CFBE41o- bronchial epithelial cells were grown as a confluent monolayer for 1 week and stained with Hoescht 33342 (Thermo Fisher Scientific). P. aeruginosa cultures carrying a constitutive gfp-expressing plasmid grown overnight in LB supplemented with 250 μg/ml carbenicillin were washed with MEM and diluted to an OD₆₀₀ of 0.4. Normalized bacteria were added to epithelial cells in an FCS2 parallel plate flow environmental chamber (Bioptechs). After 2 h of attachment, MEM was perfused over the cells at 20 ml/h. After 6 h in total, biofilms were imaged on a Nikon Ti-inverted microscope. Ten random fields were collected, and biofilm biomass was quantified using Nikon Elements software (45).

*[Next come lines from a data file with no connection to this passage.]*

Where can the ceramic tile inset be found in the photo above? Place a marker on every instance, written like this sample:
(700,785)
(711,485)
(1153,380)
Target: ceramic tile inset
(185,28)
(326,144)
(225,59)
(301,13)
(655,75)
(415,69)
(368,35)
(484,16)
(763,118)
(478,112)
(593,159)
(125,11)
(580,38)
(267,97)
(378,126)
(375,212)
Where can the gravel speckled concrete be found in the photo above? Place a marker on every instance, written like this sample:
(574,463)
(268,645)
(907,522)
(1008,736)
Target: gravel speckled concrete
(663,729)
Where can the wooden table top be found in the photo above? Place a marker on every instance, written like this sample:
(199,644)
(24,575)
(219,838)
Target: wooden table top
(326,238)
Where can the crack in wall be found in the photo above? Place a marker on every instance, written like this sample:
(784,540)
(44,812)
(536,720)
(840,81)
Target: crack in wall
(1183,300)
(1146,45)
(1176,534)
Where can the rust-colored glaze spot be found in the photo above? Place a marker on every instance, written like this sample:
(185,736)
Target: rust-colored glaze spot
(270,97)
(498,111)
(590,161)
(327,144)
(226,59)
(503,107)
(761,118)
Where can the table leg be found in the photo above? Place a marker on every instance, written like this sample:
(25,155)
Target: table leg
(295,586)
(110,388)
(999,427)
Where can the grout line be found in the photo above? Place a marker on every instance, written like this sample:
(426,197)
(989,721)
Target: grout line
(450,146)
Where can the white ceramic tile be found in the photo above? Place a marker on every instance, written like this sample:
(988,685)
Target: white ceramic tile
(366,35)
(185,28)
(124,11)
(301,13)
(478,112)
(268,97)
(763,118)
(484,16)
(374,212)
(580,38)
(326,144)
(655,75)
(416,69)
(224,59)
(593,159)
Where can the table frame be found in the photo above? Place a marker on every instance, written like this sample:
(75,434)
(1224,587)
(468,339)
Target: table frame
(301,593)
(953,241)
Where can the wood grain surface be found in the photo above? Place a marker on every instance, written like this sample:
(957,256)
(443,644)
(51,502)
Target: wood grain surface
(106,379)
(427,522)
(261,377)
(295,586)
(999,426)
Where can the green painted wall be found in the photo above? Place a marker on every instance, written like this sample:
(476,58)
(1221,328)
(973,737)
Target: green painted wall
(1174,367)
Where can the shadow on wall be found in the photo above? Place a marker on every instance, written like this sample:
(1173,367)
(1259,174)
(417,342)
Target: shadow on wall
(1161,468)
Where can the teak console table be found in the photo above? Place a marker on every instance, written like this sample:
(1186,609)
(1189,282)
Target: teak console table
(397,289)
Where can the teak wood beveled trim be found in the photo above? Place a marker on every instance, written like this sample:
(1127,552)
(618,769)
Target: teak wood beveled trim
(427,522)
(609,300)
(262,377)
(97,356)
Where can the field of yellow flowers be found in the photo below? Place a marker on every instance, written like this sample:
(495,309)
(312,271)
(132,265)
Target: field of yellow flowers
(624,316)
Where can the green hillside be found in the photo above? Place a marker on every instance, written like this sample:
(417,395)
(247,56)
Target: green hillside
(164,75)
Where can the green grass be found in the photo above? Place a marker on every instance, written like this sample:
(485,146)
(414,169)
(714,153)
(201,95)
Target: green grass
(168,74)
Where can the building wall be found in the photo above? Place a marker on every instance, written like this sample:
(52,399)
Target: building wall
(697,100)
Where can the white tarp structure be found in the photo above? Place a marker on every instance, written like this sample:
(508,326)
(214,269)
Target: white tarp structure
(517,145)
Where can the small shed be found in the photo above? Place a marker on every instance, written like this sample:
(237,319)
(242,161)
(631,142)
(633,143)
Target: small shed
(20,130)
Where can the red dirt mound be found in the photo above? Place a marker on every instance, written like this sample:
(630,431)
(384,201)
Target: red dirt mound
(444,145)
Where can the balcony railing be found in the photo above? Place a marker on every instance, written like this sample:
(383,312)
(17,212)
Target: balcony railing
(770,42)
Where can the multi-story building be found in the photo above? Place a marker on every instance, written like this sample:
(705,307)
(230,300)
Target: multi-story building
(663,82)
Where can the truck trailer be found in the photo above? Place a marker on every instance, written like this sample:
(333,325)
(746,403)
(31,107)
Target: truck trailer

Competition on respiratory epithelium.

P. aeruginosa cultures grown overnight in LB were washed with MEM and diluted to an OD₆₀₀ of 0.5. Normalized bacteria were mixed 1:1 for competitions and added to differentiated bronchial epithelial cells at an MOI of ~25. After 1 h of attachment, planktonic bacteria were removed and apical medium was replaced with MEM supplemented with 0.4% l-arginine. After 6 h in total, apical medium was removed and epithelial cells were washed with MEM. Biofilms were dispersed with MEM containing 0.1% Triton X-100 and serially diluted, and 10 µl was spotted in triplicate on LB agar plates containing 50 μg/ml gentamicin or 50 μg/ml tetracycline to determine CFU and to calculate competitive indices.

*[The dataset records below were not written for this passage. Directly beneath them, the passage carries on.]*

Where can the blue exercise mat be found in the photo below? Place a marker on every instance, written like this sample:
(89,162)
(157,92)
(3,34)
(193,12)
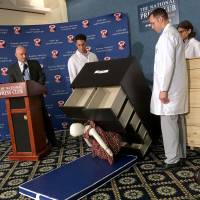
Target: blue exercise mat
(75,179)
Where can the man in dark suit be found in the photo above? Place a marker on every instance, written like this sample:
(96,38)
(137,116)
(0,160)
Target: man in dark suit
(25,69)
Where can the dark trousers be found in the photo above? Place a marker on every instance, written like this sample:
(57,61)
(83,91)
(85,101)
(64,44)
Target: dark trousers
(48,125)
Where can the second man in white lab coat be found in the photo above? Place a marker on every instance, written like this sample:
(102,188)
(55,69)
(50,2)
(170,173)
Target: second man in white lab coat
(170,88)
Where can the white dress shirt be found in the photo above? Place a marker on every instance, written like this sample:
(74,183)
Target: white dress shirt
(27,74)
(192,48)
(77,61)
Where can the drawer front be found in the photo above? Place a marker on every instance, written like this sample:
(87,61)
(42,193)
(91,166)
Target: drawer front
(193,136)
(194,78)
(194,98)
(193,118)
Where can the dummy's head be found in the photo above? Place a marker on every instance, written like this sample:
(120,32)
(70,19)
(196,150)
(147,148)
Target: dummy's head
(20,54)
(80,40)
(158,19)
(76,129)
(185,29)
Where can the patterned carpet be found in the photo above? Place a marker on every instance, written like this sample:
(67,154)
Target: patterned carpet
(143,181)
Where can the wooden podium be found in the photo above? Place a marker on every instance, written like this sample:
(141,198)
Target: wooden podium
(25,119)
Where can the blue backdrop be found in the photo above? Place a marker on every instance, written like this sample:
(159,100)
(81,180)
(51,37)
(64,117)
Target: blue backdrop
(52,45)
(142,43)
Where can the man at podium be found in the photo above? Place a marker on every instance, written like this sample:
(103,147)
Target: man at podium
(23,70)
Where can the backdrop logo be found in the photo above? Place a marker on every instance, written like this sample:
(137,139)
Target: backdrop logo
(64,125)
(4,71)
(88,48)
(37,42)
(107,58)
(121,45)
(54,54)
(61,103)
(104,33)
(2,43)
(118,16)
(57,78)
(85,23)
(17,30)
(52,28)
(70,38)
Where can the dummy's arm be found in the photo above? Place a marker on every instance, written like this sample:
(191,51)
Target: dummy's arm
(97,137)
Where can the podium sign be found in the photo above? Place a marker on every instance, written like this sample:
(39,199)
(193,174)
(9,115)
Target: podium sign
(25,119)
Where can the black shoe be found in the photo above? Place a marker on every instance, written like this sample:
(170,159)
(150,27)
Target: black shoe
(182,161)
(174,166)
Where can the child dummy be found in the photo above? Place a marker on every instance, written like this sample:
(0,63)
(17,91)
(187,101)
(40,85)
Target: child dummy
(104,144)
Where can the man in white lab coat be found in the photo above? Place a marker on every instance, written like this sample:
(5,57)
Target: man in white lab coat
(170,88)
(80,57)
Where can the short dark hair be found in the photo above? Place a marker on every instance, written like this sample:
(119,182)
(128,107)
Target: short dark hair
(80,37)
(159,12)
(187,25)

For live-cell imaging of competitions, WT P. aeruginosa cultures carrying a constitutive Td-tomato-producing plasmid (pMQ400) or competitor strains carrying a constitutive gfp-expressing plasmid were grown overnight in LB supplemented with 50 μg/ml gentamicin or 250 μg/ml carbenicillin. Bacteria were washed with MEM and diluted to an OD₆₀₀ of 0.4. Normalized bacteria were mixed 1:1 for competitions and added to bronchial epithelial cells that were grown as a confluent monolayer for 1 week and stained with Hoescht 33342. After 2 h of attachment, MEM was perfused over the cells at 20 ml/h. After 6 h in total, biofilms were imaged on a Nikon Ti-inverted microscope. Ten random fields were collected, and colocalization was quantified using Nikon Elements software.

Detection of CDI operons in CF isolate strains.

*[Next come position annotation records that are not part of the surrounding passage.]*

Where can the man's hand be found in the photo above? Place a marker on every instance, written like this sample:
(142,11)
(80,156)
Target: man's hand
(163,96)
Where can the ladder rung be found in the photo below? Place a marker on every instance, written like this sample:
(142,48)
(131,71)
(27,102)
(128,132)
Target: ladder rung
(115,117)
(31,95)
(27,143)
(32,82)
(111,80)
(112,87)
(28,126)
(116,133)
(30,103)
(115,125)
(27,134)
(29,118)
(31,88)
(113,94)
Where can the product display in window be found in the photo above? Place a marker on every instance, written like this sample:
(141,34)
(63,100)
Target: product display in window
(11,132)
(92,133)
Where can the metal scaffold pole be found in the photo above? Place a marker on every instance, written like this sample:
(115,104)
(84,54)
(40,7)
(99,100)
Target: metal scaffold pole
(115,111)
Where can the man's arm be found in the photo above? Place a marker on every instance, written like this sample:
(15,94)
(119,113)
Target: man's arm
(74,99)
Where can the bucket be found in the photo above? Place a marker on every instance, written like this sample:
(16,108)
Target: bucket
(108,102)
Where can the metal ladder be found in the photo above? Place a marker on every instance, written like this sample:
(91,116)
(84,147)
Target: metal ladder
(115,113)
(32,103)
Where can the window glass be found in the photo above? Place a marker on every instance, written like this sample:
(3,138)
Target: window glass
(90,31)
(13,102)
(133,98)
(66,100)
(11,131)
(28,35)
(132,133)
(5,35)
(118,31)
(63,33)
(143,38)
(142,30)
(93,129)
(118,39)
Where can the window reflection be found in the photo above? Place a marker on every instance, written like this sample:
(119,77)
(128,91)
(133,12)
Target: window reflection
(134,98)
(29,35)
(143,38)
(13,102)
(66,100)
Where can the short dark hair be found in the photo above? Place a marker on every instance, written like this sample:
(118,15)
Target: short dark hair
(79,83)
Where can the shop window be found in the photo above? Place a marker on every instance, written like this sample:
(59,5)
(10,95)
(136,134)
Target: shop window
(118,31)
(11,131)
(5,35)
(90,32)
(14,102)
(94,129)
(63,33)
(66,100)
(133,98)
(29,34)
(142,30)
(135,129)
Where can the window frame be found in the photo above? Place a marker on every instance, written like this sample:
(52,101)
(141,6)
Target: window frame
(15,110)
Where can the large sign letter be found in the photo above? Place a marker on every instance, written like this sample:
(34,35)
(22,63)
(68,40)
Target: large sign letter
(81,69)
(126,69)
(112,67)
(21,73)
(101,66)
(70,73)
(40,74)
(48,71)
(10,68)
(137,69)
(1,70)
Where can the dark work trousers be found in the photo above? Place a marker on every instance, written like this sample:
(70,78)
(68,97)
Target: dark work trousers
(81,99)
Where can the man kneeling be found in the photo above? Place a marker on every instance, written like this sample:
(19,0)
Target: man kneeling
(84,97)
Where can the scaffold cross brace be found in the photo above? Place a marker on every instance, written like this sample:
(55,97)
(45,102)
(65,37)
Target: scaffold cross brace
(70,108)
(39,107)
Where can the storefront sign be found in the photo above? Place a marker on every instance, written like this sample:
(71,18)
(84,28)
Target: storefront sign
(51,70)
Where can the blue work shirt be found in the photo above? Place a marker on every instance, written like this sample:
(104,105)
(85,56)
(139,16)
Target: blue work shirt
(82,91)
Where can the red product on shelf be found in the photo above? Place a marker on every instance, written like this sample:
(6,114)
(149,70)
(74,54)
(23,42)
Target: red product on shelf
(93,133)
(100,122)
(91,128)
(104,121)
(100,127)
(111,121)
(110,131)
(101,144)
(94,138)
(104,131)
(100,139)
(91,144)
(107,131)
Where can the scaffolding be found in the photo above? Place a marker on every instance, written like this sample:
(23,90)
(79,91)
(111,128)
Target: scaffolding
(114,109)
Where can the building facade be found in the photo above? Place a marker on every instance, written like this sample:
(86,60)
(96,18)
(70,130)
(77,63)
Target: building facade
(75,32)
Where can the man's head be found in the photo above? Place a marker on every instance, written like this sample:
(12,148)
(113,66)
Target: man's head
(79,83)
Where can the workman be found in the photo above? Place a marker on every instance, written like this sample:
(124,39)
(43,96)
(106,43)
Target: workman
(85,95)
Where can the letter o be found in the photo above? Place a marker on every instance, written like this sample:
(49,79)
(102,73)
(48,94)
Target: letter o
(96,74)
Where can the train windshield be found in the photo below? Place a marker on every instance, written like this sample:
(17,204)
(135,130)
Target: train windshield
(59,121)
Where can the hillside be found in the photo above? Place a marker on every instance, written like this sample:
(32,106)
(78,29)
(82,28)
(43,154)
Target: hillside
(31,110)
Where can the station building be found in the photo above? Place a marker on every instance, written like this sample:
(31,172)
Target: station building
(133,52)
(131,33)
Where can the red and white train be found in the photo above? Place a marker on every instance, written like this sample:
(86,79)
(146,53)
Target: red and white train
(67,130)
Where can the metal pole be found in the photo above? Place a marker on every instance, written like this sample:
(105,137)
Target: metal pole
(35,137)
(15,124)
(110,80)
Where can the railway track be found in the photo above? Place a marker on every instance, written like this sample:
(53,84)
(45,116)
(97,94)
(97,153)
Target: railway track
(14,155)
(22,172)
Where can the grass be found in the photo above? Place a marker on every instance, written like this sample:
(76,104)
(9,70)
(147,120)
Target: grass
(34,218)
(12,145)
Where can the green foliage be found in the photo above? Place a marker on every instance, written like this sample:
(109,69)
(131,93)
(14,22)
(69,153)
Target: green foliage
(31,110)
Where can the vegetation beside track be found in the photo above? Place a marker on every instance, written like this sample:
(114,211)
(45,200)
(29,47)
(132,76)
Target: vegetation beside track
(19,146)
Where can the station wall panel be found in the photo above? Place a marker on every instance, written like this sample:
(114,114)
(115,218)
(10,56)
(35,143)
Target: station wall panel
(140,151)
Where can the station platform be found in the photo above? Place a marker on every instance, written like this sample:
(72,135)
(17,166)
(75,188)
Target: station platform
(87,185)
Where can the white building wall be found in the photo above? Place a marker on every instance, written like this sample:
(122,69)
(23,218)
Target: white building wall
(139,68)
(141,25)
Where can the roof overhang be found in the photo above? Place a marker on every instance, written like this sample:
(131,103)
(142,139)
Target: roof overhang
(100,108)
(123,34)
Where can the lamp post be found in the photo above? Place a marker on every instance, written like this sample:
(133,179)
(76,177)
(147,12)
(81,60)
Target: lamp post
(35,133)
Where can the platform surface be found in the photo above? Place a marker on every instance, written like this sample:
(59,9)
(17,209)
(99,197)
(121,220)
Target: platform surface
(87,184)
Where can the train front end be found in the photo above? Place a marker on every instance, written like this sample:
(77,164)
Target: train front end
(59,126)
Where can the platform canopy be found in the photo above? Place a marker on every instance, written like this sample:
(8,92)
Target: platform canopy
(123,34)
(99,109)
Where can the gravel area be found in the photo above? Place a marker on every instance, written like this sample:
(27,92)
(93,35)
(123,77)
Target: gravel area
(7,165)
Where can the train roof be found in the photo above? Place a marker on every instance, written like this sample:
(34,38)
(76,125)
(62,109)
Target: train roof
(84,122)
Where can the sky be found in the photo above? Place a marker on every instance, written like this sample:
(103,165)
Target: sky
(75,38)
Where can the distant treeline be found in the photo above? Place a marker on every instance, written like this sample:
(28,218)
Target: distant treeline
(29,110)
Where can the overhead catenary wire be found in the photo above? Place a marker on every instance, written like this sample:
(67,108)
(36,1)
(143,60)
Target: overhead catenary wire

Primers were designed that recognized the cdiB-cdiA junction for both CDI systems in P. aeruginosa PAO1 (Table S2). Genomic DNA was isolated from a set of paired longitudinal isolates from pediatric CF patient lungs that were separated in time of collection by 7.7 ± 1.5 years (21) using a DNeasy Blood and Tissue kit (Qiagen). PCR was performed using the primer set, products were electrophoresed on an agarose gel infused with SYBR Safe, and bands were imaged with a UV transilluminator.

Quantification of CDI operon expression in CF isolate strains.

RNA was isolated from a set of paired longitudinal isolates from CF patient lungs grown overnight in LB broth using the RNA extraction method described in the "Transcriptomic analysis" section. RNA was converted to cDNA using an iScript cDNA synthesis kit (Bio-Rad). Real-time quantitative PCR (RT-qPCR) was performed on a CFX Connect Real-Time PCR detection system (Bio-Rad) using prepared cDNA, primers that recognize both CDI systems from P. aeruginosa PAO1 (Table S2), and iQ SYBR green Supermix (Bio-Rad). Quantification cycle (ΔC_q) values were calculated for expression of CDI operons compared to rplU. Standard deviations in rplU C_q values were less than 10% of the mean C_q value.

Statistical analyses.

Data were plotted and statistical analyses were performed using Prism version 6.0 software (GraphPad Software, Inc.). For all conditions analyzed, the exact numbers of experiments performed are described in the figure legends. Averages indicated in figures represent means, and error bars represent standard deviations of the means. Statistical significance was determined using ordinary one-way analysis of variance (ANOVA), correcting for multiple comparisons.

Data availability.

The transcriptome sequencing (RNA-seq) data have been deposited in the NCBI Sequence Read Archive under accession no. SRR6214994 to SRR6214997.